LATEST VERSION: 1.9 - CHANGELOG
Pivotal Cloud Foundry v1.9

Troubleshooting Windows Cells

This topic describes how to troubleshoot Windows cells on a Pivotal Cloud Foundry (PCF) deployment.

To perform the troubleshooting procedures in this topic, you must first log in to BOSH and set your current deployment to Garden Windows by performing the following steps:

  1. Follow the steps in the Log into BOSH section of the Advanced Troubleshooting with the BOSH CLI topic to target and log in to your BOSH Director. The steps vary slightly depending on whether your PCF deployment uses internal authentication or an external user store.

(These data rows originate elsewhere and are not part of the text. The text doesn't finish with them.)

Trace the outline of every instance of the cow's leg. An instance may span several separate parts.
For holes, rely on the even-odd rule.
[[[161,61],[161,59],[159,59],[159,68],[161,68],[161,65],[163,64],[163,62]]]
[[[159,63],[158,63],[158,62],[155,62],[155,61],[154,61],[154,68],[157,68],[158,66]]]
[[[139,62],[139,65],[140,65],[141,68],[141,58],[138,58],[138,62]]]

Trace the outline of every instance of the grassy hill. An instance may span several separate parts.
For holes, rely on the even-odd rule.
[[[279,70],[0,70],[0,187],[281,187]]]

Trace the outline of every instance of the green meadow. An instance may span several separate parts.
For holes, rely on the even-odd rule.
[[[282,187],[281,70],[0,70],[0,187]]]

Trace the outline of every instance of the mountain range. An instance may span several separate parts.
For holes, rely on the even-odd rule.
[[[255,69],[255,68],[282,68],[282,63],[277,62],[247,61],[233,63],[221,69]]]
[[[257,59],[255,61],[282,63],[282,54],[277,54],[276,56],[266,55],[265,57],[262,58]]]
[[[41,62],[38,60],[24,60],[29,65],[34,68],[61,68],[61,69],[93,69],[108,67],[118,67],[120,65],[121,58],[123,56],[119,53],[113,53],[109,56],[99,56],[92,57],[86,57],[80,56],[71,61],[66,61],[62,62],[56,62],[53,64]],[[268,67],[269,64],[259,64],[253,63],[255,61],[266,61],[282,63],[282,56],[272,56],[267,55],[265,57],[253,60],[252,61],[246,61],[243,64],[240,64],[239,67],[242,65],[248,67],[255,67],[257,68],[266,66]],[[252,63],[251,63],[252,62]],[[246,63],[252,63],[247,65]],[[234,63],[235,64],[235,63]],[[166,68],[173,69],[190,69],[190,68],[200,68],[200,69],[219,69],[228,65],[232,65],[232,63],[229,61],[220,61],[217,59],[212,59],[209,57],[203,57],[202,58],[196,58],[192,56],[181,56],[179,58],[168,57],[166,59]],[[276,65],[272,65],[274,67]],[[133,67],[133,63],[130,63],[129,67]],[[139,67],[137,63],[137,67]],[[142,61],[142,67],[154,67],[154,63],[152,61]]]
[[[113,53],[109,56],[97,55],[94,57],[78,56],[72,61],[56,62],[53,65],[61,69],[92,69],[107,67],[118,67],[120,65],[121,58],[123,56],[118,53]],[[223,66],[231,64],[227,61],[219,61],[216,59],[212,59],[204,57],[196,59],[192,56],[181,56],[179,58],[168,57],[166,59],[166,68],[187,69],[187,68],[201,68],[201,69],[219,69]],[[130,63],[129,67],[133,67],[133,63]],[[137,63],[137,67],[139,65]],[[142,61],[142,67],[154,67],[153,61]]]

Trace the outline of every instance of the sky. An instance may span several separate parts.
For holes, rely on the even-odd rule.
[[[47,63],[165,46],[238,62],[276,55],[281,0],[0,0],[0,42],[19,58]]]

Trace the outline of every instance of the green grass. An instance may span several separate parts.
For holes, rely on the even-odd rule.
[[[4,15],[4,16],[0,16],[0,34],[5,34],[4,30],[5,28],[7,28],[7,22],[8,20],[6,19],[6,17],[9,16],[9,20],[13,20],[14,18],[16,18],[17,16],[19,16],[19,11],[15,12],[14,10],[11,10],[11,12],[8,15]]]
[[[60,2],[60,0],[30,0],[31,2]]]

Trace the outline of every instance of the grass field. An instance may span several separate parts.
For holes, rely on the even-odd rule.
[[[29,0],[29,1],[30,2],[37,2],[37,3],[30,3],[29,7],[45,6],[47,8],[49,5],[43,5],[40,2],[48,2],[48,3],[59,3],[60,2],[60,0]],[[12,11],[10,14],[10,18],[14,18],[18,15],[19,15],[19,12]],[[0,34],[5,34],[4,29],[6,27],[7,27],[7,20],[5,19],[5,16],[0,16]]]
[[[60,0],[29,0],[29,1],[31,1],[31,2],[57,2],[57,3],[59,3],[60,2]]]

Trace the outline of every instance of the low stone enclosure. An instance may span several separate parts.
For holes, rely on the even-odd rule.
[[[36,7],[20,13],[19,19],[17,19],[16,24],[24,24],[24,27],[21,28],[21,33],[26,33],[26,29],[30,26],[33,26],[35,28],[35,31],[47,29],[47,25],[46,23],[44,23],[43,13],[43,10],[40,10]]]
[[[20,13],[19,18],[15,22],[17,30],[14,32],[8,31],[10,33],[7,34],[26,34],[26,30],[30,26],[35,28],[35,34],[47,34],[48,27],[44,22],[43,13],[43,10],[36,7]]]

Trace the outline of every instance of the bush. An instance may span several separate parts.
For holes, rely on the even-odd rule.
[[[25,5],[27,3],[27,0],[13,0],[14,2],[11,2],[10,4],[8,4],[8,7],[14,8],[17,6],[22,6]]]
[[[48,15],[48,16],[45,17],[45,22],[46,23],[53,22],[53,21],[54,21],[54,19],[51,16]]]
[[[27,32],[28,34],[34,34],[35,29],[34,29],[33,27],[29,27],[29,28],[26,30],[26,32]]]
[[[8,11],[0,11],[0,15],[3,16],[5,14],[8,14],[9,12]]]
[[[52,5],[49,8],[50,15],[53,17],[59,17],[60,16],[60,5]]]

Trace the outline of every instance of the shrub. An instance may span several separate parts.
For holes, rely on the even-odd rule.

  2. If necessary, download the manifest of your Garden Windows deployment:

    $ bosh download manifest garden-windows garden-windows.yml
    

  3. Set your deployment to garden-windows:

    $ bosh deployment garden-windows.yml
    

  4. Continue to retrieving logs or connecting to your Windows cell.

Retrieve Logs

Perform the following steps to retrieve the logs for the Windows cell:

  1. Download the logs, replacing YOUR-LOGS-DIR with your destination directory:

    $ bosh logs cell_windows 0 --dir YOUR-LOGS-DIR
    

  2. Your logs appear as a tarball in the destination directory you specified. Change into the directory and unzip the tarball:

    $ tar xvf cell_windows.0.2016-10-04-15-52-37.tgz
    

  3. Examine the logs. Each component on the cell has its own logs directory:

    • /consul_agent_windows/
    • /garden-windows/
    • /metron_agent_windows/
    • /rep_windows/

Connect to the Windows Cell

Perform the following steps to connect to your Windows cell to run diagnostics:

  1. Download and install a Remote Desktop Protocol (RDP) client.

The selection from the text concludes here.